L’arrêt de la deuxième chambre civile du 11 juillet 2024 montre qu’il ne s’agissait toutefois pas de la bonne grille de lecture, et qu’il fallait voir plutôt dans l’arrêt de la chambre mixte une affirmation de la spécificité du préjudice d’angoisse de mort imminente par rapport aux autres souffrances endurées par la victime, plutôt qu’une obligation de cloisonnement du préjudice dans un poste autonome.
Ainsi, l’arrêt énonce que ce préjudice se rattache en principe aux souffrances endurées (Civ. 2e, 11 juill. 2024, n° 23-10.068) :
« 7. Ce préjudice d’angoisse de mort imminente en cas de survie se rattache au poste des souffrances endurées, qui indemnise toutes les souffrances physiques et psychiques, quelles que soient leur nature et leur intensité, ainsi que les troubles associés qu’endure la victime à compter du fait dommageable et jusqu’à la consolidation de son état de santé. »
Pour autant, l’indemnisation du préjudice dans un poste autonome ne saurait donner lieu à elle seule à cassation, le seul critère à prendre en compte étant celui de l’absence de double indemnisation.
Cette solution est à distinguer notamment de celle apportée en matière de préjudice d’attente et d’inquiétude subi par les proches de la victime, pour lequel la chambre mixte a affirmé qu’il « ne se confond pas (…) avec le préjudice d’affection et ne se rattache à aucun autre poste de préjudice indemnisant ces victimes, mais constitue un préjudice spécifique qui est réparé de manière autonome » (Ch. mixte, 25 mars 2022, n° 20-17.072).

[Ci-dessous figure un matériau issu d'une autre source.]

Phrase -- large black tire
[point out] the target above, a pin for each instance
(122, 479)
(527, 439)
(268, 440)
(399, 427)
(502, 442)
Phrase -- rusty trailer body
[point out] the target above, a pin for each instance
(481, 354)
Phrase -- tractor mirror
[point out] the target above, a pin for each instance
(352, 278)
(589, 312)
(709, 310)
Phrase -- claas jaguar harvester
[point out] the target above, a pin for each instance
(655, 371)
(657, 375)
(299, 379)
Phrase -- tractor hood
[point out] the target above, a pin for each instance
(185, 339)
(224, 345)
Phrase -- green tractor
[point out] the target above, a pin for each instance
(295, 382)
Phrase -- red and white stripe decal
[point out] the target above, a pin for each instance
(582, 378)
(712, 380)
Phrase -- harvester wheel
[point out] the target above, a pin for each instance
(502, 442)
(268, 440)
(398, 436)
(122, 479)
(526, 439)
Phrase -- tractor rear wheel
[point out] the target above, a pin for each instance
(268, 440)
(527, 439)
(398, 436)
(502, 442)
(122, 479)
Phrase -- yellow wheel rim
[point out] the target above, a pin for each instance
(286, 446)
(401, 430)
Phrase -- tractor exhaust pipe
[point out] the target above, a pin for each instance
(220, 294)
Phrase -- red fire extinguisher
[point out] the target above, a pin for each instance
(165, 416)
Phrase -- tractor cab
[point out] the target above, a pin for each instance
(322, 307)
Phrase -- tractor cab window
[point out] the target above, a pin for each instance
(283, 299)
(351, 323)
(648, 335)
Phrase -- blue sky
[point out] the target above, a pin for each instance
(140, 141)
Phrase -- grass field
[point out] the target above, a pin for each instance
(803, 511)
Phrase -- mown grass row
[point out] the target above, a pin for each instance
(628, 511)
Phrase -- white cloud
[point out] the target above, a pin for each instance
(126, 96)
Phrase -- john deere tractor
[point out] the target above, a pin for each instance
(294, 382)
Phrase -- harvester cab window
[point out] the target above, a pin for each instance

Si l’indemnisation du préjudice d’angoisse de mort imminente au titre d’un poste autonome est donc toujours possible, la formulation de l’arrêt du 11 juillet 2024 incitera inévitablement les juges du fond à intégrer ce préjudice aux souffrances endurées.

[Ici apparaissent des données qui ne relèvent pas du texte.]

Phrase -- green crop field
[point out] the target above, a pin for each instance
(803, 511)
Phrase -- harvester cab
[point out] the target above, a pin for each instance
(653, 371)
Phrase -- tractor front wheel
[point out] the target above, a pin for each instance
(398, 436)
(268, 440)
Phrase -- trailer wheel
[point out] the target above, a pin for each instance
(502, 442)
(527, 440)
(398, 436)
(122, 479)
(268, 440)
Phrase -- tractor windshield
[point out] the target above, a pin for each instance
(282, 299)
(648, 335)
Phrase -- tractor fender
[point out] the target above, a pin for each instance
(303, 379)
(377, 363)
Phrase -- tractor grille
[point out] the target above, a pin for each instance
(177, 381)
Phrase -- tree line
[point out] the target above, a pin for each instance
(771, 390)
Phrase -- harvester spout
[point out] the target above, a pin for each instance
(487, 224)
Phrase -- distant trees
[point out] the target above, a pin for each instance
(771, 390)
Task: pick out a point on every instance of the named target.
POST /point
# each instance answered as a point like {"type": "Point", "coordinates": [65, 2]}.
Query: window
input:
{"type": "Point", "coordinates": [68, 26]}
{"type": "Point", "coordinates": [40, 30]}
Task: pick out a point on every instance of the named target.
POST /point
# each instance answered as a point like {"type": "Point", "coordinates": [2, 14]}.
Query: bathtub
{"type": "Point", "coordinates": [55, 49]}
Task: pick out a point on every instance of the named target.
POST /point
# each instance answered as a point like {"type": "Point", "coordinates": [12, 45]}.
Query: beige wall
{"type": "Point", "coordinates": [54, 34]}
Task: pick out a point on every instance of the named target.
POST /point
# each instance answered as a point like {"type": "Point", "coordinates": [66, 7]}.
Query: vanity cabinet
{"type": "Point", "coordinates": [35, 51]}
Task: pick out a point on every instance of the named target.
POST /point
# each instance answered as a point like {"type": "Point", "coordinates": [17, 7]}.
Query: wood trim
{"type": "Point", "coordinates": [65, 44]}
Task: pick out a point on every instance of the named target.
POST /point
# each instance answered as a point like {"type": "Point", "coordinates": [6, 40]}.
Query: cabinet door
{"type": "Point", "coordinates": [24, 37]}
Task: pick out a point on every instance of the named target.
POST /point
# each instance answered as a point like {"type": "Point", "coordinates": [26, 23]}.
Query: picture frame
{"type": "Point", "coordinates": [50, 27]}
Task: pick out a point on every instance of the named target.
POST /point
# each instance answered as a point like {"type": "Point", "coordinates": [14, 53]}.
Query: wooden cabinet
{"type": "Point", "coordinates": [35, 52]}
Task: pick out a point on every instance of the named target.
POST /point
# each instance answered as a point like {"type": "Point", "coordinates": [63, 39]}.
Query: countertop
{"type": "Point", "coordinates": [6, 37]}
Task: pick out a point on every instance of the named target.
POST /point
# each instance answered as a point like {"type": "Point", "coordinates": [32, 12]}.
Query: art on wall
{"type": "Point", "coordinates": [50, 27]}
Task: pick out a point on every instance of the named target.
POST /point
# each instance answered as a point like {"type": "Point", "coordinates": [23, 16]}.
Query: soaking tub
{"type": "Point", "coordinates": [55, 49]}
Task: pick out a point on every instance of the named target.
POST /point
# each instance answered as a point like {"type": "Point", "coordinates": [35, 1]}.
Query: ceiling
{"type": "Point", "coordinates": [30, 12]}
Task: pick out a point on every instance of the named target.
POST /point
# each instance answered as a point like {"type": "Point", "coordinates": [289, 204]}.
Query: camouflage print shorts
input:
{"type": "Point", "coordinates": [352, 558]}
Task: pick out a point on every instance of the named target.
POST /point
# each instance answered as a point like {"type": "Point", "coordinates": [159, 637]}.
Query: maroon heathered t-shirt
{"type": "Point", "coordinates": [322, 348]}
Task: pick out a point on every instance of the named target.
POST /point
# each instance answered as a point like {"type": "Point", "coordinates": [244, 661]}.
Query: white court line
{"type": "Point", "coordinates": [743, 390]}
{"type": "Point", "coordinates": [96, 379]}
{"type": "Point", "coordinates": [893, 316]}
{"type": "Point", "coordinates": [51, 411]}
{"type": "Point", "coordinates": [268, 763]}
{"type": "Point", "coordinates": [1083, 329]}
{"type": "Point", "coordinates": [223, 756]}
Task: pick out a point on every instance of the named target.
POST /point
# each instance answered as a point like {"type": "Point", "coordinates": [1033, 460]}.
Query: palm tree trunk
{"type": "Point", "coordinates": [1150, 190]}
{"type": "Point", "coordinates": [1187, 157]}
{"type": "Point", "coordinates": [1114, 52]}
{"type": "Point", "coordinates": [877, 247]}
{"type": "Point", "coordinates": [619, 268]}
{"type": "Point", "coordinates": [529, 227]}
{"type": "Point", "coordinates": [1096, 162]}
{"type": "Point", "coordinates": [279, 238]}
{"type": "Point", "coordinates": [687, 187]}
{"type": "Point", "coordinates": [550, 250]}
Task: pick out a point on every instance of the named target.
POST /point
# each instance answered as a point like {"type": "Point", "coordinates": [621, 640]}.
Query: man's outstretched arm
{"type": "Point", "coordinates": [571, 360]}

Cette intégration risque malheureusement d’entraîner une minimisation de l’indemnisation, en aboutissant à une simple majoration de la réparation des souffrances endurées en cas d’existence d’une angoisse de mort imminente, là où la séparation du préjudice d’angoisse de mort imminente et des souffrances endurées permettrait plus facilement d’obtenir une plus juste indemnisation des victimes.